Graphic of cars on a road with signals coming out of the front of the vehicle.

Image source: Getty Images.

Technology is advancing quickly, but the rollout will likely be slow

To understand just how rapidly some driverless car companies are pushing toward commercially viable systems, we need only to look to Waymo. It's one of the most advanced in the space, with more than 5 million miles of autonomous driving under its belt, and 2.7 billion virtual miles logged through simulations.

Waymo is already testing its ride-hailing service in Phoenix and says it plans to add 20,000 Jaguar sedans to its fleet and expand to new cities over the next two years.

The Alphabet subsidiary's leaders believe, like many others, that driverless vehicles will make our roads safer. "At Waymo, we've been building the world's most experienced driver: a safe, skillful and savvy chauffeur that can take people and things from A to B at the push of a button," reads a blog post from the Waymo team.

Getting autonomous vehicles to the point where they're 100% reliable is clearly a major task, but changing the opinion of the many people who don't trust that the goal is achievable could be an equally daunting challenge. One thing that could encourage greater trust of the vehicles, as noted by the J.D. Power report, is simply giving people the chance to see the technology in the real world -- something that's already beginning to happen as more folks buy new cars equipped with semi-autonomous driving features.

Only a small fraction of American drivers have been behind the wheel of a vehicle with semi-autonomous features, and it will be years before a majority has tried one. Lacking that firsthand experience, it's safe to expect some people will remain reluctant to trust the technology.
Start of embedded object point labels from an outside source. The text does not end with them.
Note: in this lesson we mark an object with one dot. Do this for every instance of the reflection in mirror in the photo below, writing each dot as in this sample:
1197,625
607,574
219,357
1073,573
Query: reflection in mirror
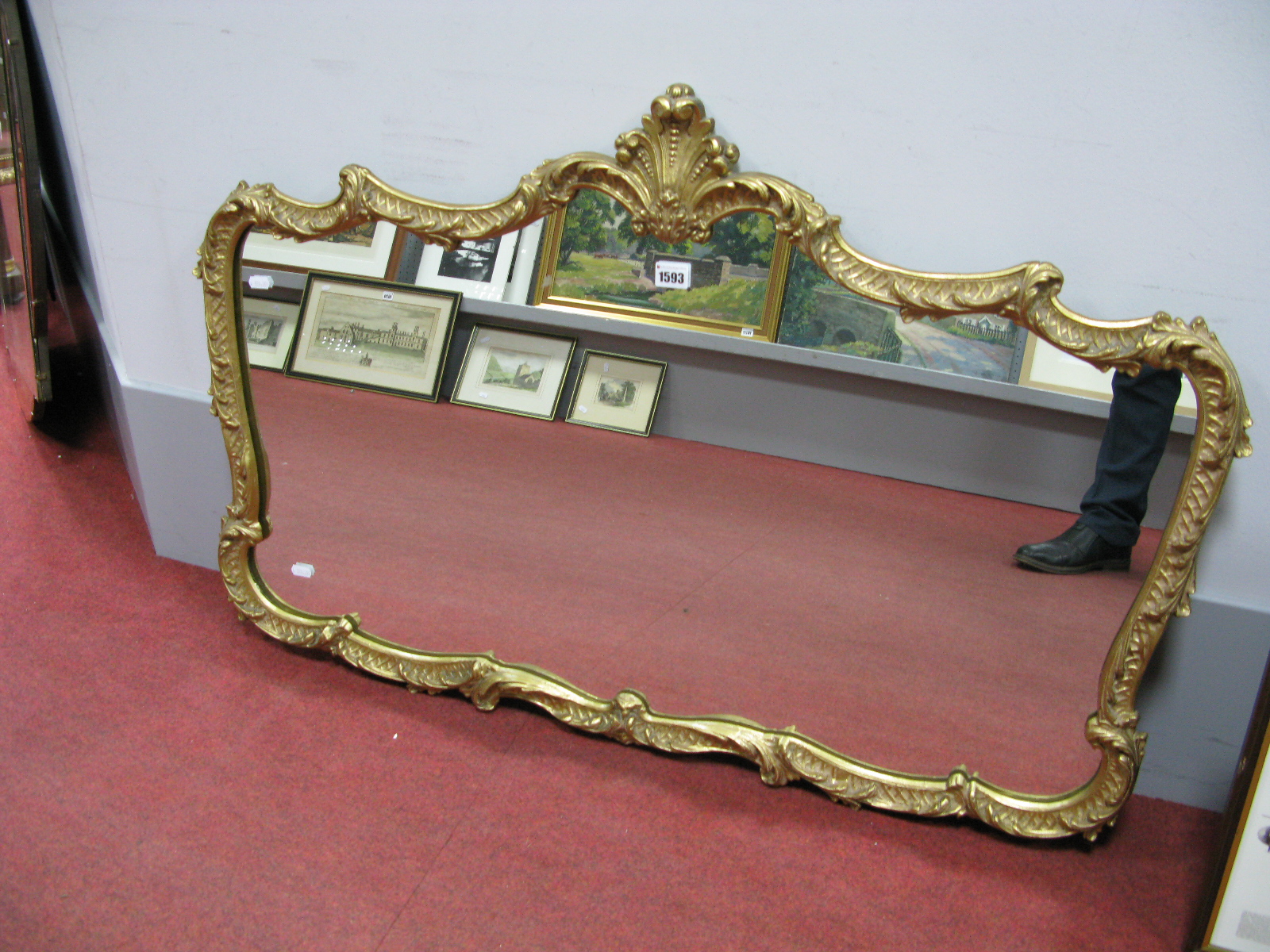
884,619
594,258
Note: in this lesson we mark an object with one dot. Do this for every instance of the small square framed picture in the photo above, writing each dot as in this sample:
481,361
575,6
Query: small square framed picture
374,334
478,268
514,371
616,393
268,328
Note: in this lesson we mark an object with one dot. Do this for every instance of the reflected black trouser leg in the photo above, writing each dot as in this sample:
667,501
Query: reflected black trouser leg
1137,432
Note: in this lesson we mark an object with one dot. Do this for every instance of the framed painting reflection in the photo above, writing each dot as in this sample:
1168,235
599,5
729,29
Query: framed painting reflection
514,371
594,259
374,334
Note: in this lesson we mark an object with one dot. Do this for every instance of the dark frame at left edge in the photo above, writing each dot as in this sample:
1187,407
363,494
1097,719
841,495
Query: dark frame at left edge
455,296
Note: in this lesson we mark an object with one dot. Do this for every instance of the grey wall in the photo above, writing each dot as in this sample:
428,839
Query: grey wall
1197,700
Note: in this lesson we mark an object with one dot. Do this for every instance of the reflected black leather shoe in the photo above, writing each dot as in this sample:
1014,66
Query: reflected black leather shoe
1079,550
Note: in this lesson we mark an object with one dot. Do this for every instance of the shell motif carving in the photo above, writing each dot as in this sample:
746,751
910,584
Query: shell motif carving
677,178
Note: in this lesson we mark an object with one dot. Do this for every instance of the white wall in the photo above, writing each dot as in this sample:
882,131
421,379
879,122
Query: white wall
1126,143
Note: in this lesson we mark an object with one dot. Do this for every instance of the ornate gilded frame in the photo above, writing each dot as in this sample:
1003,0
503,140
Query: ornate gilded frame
676,178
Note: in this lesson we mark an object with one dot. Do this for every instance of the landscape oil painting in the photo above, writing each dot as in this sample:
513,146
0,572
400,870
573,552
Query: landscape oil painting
595,258
821,314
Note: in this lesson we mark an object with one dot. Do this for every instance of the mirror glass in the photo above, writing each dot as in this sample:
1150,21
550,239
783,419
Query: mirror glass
884,619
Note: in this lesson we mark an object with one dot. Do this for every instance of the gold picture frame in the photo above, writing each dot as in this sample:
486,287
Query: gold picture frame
676,178
1045,367
514,371
616,393
702,283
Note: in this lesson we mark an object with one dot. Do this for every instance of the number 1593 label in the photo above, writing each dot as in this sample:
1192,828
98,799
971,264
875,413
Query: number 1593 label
672,274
What this means for investors

First, it's important to recognize that hardly any automakers or technology companies are seeing huge gains on their top or bottom lines from driverless car technologies right now.

Waymo's driverless ride-hailing service may soon become a viable business, but it isn't even a blip on Alphabet's top line yet. As promising as the idea is, investors shouldn't forget that 98% of Alphabet's revenue comes from Google's sales -- and the large majority of that comes from advertising. Similarly, NVIDIA talks a lot about its Drive PX Pegasus computer for driverless cars, and estimates its autonomous vehicle total addressable market at $8 billion by 2025. In the company's latest quarter, less than 5% of sales came from its automotive division.

Driverless car technology is advancing quickly, and neither the Uber crash nor public skepticism are going to stop it -- automakers and tech companies are both out in front of where public sentiment is right now. That's another reason for investors who are excited about driverless car stocks to remember that we are still years away from seeing the true impact of these technologies on businesses' bottom lines.